Partitioning Around Medoids I have a question regarding Partitioning Around Medoids (PAM) clustering algorithm, because everywhere I look, it is described differently. In every step of the algorithms do I swap only one medoid or more? 
I mean, does the swapping step look like:
For each cluster medoid m in 1..K
    Find the non-medoid point p in this cluster which, after swapping with medoid m, maximizes total similarity in this cluster (minimizes total distance)
    Do the swap

Or is it like - find the swap between one of the medoids and non-medoid point (not-necessary inside that cluster) that maximizes total similarity in all dataset (minimizes total distance) and do the swap?
I will be very grateful for a reply
 A: It depends on how literal you want your implementation to be.
Note that in the original PAM algorithm, the initialization BUILD is the most important part. The optimization phase, SWAP is expected to not require many iterations then.
From the original book, emphasis and comments added:

Note that as all potential swaps are considered [in each iteration], the results of the algorithm do not depend on the order of the objects in the input file [except for ties]

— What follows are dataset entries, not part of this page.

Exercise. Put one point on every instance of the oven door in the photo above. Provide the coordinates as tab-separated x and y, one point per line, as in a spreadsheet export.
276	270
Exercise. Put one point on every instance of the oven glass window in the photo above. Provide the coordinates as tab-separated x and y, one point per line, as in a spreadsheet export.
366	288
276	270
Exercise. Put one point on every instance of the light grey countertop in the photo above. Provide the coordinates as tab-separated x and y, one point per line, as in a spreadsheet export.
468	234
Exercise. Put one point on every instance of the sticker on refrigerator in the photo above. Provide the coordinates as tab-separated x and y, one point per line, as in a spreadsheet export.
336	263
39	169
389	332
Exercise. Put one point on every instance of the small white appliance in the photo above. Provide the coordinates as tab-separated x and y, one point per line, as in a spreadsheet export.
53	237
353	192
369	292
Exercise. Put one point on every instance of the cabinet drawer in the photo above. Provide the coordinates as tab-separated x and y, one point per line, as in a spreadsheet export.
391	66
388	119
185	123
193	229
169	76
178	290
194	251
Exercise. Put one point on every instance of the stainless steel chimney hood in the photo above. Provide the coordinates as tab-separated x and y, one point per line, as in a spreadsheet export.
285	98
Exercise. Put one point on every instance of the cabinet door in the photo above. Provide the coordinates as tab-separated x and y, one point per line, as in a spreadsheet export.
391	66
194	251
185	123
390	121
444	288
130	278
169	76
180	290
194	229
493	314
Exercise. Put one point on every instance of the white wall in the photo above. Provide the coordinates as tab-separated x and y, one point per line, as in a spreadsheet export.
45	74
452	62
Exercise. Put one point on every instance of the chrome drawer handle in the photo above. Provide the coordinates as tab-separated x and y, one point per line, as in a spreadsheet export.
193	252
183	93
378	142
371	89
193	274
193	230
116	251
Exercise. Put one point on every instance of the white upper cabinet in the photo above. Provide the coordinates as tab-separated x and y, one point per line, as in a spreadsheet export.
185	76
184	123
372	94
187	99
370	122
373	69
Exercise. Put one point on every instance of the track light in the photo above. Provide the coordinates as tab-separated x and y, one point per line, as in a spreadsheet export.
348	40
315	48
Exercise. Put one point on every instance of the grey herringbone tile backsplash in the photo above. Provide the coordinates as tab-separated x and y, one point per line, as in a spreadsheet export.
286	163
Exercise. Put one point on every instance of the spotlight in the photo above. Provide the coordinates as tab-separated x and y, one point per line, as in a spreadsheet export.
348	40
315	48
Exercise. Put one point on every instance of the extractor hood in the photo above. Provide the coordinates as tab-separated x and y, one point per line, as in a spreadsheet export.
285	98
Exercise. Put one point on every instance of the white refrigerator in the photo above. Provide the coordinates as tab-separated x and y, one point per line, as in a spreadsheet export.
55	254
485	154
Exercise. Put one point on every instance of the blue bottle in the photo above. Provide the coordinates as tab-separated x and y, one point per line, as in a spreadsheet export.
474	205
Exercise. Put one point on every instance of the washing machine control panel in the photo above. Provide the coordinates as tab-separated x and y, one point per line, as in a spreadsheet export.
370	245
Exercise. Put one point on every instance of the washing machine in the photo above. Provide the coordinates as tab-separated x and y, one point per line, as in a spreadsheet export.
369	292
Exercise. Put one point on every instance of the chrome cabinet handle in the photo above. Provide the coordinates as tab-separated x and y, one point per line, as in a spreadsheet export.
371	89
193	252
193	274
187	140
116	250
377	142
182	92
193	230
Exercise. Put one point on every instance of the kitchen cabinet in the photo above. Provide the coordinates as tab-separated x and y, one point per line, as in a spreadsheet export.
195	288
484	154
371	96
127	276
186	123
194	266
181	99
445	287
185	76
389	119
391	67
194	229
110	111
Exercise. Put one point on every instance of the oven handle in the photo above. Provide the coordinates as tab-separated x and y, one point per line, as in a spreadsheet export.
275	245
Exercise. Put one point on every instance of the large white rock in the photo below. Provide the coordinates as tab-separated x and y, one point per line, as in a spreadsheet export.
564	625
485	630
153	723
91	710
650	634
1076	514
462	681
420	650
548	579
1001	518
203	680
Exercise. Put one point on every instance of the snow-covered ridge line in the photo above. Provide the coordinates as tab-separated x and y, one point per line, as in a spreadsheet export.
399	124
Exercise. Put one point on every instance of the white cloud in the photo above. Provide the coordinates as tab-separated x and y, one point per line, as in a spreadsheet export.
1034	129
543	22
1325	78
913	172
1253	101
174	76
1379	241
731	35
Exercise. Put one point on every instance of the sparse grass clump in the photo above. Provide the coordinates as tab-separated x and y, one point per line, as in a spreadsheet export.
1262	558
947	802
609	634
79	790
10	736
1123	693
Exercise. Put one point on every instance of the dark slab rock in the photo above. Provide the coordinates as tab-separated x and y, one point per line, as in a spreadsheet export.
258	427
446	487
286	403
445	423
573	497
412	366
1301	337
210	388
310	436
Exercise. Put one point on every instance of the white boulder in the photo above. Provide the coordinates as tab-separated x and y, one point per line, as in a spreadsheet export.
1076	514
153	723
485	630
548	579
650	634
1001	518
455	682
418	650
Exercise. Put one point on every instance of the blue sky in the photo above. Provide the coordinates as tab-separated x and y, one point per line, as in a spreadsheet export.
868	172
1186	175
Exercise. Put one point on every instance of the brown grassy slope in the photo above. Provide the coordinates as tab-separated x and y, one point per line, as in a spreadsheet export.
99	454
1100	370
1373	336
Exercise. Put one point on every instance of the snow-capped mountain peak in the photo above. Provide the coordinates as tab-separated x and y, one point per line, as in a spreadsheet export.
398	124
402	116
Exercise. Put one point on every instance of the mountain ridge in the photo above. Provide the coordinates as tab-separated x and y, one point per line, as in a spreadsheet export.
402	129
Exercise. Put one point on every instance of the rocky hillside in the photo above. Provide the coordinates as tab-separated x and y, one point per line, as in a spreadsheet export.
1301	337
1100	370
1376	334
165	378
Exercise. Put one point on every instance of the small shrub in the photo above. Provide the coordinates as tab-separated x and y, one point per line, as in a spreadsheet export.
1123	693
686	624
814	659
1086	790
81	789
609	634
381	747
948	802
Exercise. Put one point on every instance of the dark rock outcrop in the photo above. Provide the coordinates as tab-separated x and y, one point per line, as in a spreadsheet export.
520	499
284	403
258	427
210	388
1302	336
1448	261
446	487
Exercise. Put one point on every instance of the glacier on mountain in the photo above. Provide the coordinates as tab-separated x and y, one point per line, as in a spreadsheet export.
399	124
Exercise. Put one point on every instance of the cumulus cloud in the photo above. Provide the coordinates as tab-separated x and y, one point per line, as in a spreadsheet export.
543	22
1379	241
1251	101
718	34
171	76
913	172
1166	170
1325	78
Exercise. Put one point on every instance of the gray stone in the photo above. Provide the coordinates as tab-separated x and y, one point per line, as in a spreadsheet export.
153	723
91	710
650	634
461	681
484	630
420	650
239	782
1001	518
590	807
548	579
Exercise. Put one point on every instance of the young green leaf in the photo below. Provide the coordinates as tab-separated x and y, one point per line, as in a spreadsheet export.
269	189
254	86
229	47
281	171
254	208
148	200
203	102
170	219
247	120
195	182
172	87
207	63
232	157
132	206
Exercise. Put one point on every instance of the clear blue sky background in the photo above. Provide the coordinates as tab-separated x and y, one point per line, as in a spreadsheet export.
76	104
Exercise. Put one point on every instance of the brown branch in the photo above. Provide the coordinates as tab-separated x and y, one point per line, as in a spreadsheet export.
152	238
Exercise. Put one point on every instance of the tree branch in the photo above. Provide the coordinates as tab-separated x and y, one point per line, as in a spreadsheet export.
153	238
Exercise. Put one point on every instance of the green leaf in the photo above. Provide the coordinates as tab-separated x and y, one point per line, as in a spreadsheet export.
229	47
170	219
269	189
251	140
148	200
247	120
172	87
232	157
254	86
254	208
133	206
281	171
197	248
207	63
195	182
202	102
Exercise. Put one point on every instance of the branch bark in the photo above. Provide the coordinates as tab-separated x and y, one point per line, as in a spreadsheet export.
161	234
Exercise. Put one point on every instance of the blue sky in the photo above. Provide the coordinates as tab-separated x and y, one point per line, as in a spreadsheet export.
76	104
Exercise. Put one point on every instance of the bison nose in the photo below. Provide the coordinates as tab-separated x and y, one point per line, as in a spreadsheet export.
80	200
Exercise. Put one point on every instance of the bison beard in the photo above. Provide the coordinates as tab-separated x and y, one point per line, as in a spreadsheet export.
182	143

It was a conscious decision by the authors of the algorithm to search for the optimum swap, in order to become (mostly) order independent. A "greedy" variation (no longer PAM though) would do the first swap that yields an improvement; this will likely be faster but no longer order independent.
As far as I can tell, ELKI includes such a variant by the name KMedoidsEM:

Provides the k-medoids clustering algorithm, using a "bulk" variation of the "Partitioning Around Medoids" approach. In contrast to PAM, which will in each iteration update one medoid with one (arbitrary) non-medoid, this implementation follows the EM pattern. In the expectation step, the best medoid from the cluster members is chosen; in the M-step, the objects are reassigned to their nearest medoid. We do not have a reference for this algorithm. It borrows ideas from EM and PAM. If needed, you are welcome cite it using the latest ELKI publication (this variation is likely not worth publishing on its own).